В экстремальных ситуациях вся заморская мишура с нашего человека осыпается.
Недалеко от моего дома в Англии есть маленький магазинчик со спортивной одежкой. Я туда периодически наведываюсь.
Вот как-то заглянула и вижу за прилавком тетеньку, а на тетеньке бейджик, а на бейджике имя — Ludmila. Ну, тут два раза думать не надо, понятно, кто она и откуда.
И я с эдакой улыбкой в тридцать два зуба приветливо обращаюсь по-русски:
— Здравствуйте, Людмила.
А тетенька смотрит на меня взглядом анаконды и с явным русским акцентом отвечает:
— Ай донт андырстенд рашен.
Я слегка обалдела, глянула туда-сюда, может, начальство лютое поблизости, которое не велит своим работникам говорить на разных других языках, кроме инглиша. Однако, нет. Стоим мы с Ludmiloi друг против друга, одни одинешеньки.

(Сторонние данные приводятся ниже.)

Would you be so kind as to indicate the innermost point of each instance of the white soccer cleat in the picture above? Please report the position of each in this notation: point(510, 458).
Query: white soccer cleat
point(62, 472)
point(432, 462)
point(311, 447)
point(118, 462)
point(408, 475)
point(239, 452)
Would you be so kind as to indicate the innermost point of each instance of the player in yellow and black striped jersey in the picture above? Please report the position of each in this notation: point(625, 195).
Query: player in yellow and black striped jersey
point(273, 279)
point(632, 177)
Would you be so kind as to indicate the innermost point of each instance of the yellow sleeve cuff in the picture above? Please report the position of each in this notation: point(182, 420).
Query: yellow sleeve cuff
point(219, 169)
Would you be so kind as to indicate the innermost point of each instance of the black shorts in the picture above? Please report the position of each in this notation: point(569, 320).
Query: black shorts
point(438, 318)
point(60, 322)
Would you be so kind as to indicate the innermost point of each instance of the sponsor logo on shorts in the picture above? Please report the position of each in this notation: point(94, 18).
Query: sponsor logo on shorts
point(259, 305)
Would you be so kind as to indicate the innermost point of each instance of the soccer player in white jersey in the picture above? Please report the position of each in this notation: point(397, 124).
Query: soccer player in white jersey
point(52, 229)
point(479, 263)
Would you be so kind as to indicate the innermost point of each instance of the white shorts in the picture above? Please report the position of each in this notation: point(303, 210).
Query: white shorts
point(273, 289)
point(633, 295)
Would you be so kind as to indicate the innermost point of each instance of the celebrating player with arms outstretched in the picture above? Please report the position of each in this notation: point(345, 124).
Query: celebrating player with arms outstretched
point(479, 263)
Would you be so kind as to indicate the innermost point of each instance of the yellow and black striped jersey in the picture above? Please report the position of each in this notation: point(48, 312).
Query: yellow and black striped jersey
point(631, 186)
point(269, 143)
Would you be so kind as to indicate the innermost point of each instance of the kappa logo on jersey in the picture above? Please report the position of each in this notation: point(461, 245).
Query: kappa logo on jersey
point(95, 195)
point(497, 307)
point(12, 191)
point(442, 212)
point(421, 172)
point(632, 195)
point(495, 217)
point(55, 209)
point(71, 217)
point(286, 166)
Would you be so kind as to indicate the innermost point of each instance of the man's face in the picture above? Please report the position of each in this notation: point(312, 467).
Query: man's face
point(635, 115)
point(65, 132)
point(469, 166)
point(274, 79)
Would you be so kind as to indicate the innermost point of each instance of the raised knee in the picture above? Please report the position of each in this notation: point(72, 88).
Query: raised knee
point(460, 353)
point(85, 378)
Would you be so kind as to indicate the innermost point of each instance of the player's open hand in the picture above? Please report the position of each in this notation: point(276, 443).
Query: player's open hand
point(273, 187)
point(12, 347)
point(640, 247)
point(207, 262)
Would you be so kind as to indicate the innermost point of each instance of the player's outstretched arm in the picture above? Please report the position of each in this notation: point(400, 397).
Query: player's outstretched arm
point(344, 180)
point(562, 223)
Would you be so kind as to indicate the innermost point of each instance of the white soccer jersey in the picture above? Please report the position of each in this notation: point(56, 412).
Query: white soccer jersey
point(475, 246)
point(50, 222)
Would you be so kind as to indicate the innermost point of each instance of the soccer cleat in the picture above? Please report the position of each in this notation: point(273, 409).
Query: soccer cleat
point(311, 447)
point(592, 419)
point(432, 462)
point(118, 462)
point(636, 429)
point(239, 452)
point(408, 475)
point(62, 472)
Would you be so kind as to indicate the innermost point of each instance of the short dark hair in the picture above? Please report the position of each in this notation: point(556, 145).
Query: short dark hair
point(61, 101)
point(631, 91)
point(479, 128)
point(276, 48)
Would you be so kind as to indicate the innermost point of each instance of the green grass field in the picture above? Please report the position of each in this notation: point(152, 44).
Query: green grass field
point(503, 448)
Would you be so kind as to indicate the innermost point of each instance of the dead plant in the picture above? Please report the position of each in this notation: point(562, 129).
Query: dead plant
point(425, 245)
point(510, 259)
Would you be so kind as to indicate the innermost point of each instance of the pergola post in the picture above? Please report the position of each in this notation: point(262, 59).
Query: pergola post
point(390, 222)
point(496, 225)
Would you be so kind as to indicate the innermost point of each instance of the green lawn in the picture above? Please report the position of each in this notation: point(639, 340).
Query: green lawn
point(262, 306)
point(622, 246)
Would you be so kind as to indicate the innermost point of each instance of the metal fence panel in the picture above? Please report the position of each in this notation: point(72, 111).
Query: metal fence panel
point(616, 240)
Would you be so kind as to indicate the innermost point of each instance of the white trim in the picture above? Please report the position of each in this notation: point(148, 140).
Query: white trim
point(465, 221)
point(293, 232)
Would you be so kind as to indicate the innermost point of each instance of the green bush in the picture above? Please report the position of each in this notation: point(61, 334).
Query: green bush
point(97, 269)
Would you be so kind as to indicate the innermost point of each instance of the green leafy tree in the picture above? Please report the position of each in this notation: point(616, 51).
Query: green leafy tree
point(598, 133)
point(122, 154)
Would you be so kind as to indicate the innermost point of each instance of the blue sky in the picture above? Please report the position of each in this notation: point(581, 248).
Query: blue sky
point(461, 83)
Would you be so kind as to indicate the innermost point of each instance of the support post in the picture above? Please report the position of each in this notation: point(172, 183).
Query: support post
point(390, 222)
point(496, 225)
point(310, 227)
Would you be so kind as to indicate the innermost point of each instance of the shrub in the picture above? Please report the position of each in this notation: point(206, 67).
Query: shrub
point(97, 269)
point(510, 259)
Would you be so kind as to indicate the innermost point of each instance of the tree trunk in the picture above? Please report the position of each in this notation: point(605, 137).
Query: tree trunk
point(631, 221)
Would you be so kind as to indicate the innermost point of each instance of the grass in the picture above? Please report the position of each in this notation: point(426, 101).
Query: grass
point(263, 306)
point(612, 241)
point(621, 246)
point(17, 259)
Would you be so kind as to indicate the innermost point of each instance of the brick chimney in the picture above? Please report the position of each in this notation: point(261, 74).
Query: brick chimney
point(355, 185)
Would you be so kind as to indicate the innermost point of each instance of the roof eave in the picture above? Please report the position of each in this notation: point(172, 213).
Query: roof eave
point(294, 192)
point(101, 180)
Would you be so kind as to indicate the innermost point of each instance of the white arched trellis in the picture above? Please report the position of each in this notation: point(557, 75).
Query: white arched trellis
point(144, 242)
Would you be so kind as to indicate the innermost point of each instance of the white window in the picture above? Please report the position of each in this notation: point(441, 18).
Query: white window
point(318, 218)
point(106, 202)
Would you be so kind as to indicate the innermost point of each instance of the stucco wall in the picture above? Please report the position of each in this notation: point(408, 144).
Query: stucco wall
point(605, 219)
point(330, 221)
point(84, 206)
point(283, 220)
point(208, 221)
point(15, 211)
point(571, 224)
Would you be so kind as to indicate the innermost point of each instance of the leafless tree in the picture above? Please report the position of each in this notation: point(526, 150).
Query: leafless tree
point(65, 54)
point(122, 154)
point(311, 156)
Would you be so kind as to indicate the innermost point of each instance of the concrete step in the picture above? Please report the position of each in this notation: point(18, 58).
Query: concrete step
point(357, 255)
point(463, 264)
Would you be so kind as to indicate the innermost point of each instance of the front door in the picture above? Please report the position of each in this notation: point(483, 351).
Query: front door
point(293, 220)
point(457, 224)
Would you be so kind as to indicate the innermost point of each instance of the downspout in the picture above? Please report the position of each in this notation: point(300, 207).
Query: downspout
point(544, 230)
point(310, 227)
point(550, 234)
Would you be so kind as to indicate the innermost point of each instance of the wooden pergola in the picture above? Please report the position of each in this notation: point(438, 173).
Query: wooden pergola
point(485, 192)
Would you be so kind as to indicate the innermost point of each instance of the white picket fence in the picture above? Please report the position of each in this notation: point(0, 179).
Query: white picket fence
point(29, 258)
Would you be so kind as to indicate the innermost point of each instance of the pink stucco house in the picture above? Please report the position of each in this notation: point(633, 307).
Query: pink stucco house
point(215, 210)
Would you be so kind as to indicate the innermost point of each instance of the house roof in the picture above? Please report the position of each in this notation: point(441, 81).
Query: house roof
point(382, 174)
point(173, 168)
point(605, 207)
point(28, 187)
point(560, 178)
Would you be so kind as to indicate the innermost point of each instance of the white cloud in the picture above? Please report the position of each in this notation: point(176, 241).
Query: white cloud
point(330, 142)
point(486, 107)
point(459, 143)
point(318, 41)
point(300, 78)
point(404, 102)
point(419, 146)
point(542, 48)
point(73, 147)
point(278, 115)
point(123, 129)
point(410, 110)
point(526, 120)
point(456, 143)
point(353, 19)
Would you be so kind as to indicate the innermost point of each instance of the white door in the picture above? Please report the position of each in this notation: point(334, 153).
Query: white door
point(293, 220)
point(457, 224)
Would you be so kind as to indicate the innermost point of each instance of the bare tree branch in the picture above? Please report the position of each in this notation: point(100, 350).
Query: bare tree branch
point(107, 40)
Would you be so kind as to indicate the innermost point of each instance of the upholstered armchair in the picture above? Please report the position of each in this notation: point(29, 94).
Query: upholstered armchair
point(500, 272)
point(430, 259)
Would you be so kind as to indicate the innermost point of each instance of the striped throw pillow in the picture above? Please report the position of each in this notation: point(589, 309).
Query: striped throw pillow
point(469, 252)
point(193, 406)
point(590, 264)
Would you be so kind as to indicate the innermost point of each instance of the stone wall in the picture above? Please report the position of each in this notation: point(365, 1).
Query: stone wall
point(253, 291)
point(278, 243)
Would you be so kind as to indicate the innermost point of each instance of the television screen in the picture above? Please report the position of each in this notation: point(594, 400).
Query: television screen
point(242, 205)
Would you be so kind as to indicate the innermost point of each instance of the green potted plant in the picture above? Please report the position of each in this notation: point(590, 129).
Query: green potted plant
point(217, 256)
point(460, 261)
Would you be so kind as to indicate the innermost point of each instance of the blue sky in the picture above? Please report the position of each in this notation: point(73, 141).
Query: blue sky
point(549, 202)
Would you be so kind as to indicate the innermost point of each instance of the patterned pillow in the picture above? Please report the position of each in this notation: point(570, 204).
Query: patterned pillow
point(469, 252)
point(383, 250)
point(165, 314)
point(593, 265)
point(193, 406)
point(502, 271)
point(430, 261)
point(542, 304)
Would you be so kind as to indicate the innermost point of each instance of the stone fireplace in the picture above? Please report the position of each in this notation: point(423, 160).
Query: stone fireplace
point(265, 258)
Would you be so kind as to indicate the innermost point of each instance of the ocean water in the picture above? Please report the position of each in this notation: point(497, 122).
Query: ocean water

«Ну что же, прикажете плакать? Нет, так нет», — сказал поэт. С тех пор, всякий раз заходя в лавку и сталкиваясь с продавцом Ludmila, я уж таких оплошностей не допускала. По-русски ни гу-гу.
А вчерась, граждане, натурально получила бесконтактный множественный оргазм. Ибо оказалась свидетелем кражи спортивных трусов из вышеназванного шопа.
На моих глазах зашел санитарнозапущенный мальчуган лет сорока, сдернул панталоны с вешалки и решительно двинул прочь, мимо кассы. А за ним рванула моя Ludmila, громко, на самой высокой ноте, исполняя загадочный русский рэп:
«Стой, сукамлядь, чтоб ты сдох, тварьпадла, чтоб у тебя повылазило, гнида жопорукая.»
Прав, тысячу раз прав был Макс Отто фон Штирлиц! В экстремальных ситуациях вся заморская мишура с нашего человека осыпается, как позавчерашний снег, и он немедленно вспоминает родную речь. И, кстати, не только во время родов.